Invariably one will be in a better position to understand what their best customers look like. This is foundational knowledge for any marketer and can then be used to inform messaging and marketing communication. Moreover, third party data will enable more precise target marketing that can dramatically improve marketing KPIs.
Third party data comes in lots of flavors. At a basic level, there are examples like age, income, gender and presence of kids; but there are potentially thousands of available variables. Some are collected from various public records, magazine subscriptions, sourced from social media and some are even modeled from survey data. Data will also provide behavioral and attitudinal information; for example, likelihood to subscribe to financial newsletters, or interest in gourmet cooking or gardening, as well as likely political affiliation.
A valid question is whether apparently interesting information on an individual or household can be correlated with a client’s very specific customer behaviors. It might seem surprising, but if correlations (data relationships) exist, which is typical, one can often find proxies for specific customer behaviors. This enables us to describe who are our best customers at a fundamental level but can also help us create predictive models to use in target marketing.
A few years ago, I built a model for a home appliance insurance company. On the face of it, it may have seemed that being risk averse would be a key predictor, so financial type variables and propensity to have Whole Life or Umbrella insurance would be great predictors. However, it turned out that customers were buying primarily for the convenience of having someone come out and fix their furnace without any hassle. Proxies like occupation, income, the presence of kids, gender and age were better predictors in this case. Another example was a bank, that was unable to use age, gender, or race for prediction because of financial regulation. These variables were excluded, and other related proxies took their place in the model. The client was surprised when “interest in gourmet cooking” was a key predictor, but one should not be surprised because it is highly correlated with income and affluence.

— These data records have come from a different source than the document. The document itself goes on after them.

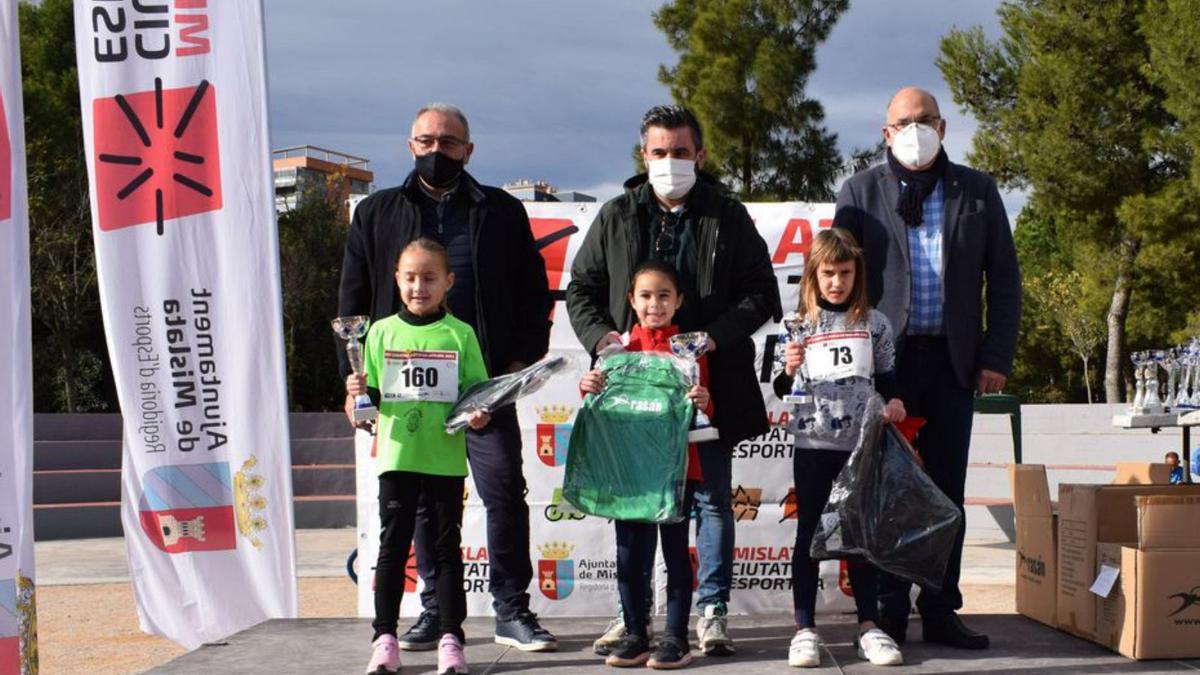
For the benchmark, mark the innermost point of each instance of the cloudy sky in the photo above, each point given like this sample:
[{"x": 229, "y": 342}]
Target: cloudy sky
[{"x": 555, "y": 89}]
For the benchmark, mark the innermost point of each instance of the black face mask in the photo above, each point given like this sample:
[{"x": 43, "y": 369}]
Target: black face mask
[{"x": 437, "y": 169}]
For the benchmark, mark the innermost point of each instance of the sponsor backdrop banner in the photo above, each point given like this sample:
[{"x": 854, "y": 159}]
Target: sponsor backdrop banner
[
  {"x": 174, "y": 118},
  {"x": 574, "y": 555},
  {"x": 18, "y": 619}
]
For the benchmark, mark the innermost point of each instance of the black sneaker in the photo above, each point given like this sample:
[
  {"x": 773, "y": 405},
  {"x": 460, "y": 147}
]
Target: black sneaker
[
  {"x": 631, "y": 650},
  {"x": 670, "y": 653},
  {"x": 525, "y": 633},
  {"x": 423, "y": 635}
]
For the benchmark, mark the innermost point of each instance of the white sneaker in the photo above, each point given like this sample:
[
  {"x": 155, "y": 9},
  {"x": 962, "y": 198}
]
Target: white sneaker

One must also be careful with data. Choosing a strong analyst that has access and understanding of various data sources is critical. For example, I once built a model for another client and the initial model included a variable based on “likelihood to watch Judge Judy”. Clearly, this was a proxy for other behaviors but it was a very strong predictor in this model. In this case, even though it was highly predictive, it could have turned out to not be a stable variable and therefore affect the stability of the model over time. This is because it is a little too specific and TV channels come and go, along with viewing habits. In the end, a variable measuring the amount of cable TV watched in a week was a more stable and predictive attribute to use in the final model.
Data can be very powerful and data relationships can be obvious, but can also reveal surprising relationships that turn out to be highly predictive because the data attribute is revealing some underlying characteristic. Understanding your customer has never been easier, and along with a skilled analyst and good software, one can reveal insights that really move the needle and dramatically improve marketing KPIs.